The vaccine candidate has already entered Phase 1 clinical trials to study safety and efficacy in healthy volunteers aged 18 to 55 years, across five trial centers in southern England. Data from the trial could be available as early as next month.
Altogether, AstraZeneca has committed to delivering 100 million doses this year, and guaranteed that the UK will have first access to supply.
At the end of April, the drugmaker signed an agreement with the University of Oxford for the global development and distribution of the university’s potential recombinant adenovirus vaccine aimed at preventing COVID-19 infection.

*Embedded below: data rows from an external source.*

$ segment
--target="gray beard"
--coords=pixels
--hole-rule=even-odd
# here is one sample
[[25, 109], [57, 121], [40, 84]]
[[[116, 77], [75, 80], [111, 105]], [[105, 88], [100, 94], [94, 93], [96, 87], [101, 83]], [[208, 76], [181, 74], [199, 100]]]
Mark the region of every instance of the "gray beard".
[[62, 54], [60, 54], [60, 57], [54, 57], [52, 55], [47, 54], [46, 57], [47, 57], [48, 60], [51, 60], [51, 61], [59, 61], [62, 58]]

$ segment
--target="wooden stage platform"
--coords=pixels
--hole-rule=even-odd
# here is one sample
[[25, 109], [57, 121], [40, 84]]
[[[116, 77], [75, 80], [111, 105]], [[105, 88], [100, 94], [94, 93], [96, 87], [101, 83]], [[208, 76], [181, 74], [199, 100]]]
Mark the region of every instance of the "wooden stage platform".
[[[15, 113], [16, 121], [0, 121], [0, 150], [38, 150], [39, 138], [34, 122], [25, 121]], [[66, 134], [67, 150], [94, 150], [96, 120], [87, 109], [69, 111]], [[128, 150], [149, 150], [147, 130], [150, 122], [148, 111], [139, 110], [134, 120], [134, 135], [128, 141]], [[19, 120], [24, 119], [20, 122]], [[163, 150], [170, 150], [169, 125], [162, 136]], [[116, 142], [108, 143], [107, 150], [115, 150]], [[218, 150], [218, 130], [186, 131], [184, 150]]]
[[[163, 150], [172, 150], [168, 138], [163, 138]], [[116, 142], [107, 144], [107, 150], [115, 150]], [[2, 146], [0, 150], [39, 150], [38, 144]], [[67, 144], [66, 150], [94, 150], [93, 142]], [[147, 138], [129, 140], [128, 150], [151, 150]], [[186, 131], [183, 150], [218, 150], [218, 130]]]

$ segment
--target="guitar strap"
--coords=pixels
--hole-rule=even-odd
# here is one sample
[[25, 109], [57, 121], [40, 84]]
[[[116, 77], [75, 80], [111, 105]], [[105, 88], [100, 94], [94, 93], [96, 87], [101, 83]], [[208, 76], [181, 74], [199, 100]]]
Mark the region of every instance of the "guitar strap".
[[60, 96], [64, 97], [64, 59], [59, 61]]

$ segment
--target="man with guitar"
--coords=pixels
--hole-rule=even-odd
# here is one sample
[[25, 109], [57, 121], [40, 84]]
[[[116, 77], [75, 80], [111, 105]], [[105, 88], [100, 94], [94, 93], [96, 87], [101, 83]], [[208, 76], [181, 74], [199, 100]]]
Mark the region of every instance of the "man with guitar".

Under the terms, it is responsible for development and worldwide manufacturing and distribution.
The vaccine, which is being developed by the Jenner Institute and Oxford Vaccine Group, will receive £65.5 million in funding from the UK government upfront, and Imperial College London could receive another £18.5 million as trials accelerate.
The project is a nonprofit partnership between the university, Imperial College and the London School of Hygiene and Tropical Medicine, which also plans to set up a temporary rapid deployment facility so that production could start as soon as a Covid-19 vaccine is discovered.
Altogether, the UK government is said to have made available £131 million in funding to accelerate the vaccine’s deployment. This could facilitate opening a full-scale production facility in summer of 2021, a year earlier than previously planned.
The UK Vaccine Manufacturing and Innovation Center will be capable of producing 70 million vaccine doses within four to six months of opening its permanent facility, reports said.
Despite efforts by the EU and international organizations to develop a vaccine that would be available globally, leaders of some countries are taking a “me first” approach. “We are leading the global effort,” British Prime Minister Boris Johnson said in an opinion piece published in the Daily Mail on Sunday newspaper.
Sanofi CEO Paul Hudson’s contention that the US would have first rights to any vaccine to emerge from the French drugmaker’s collaboration with the US Biomedical Advanced Research and Development Authority (BARDA) because the US government was funding the effort has met with a storm of criticism, not least in France. Hudson repeated his earlier statement in an interview with Bloomberg last week.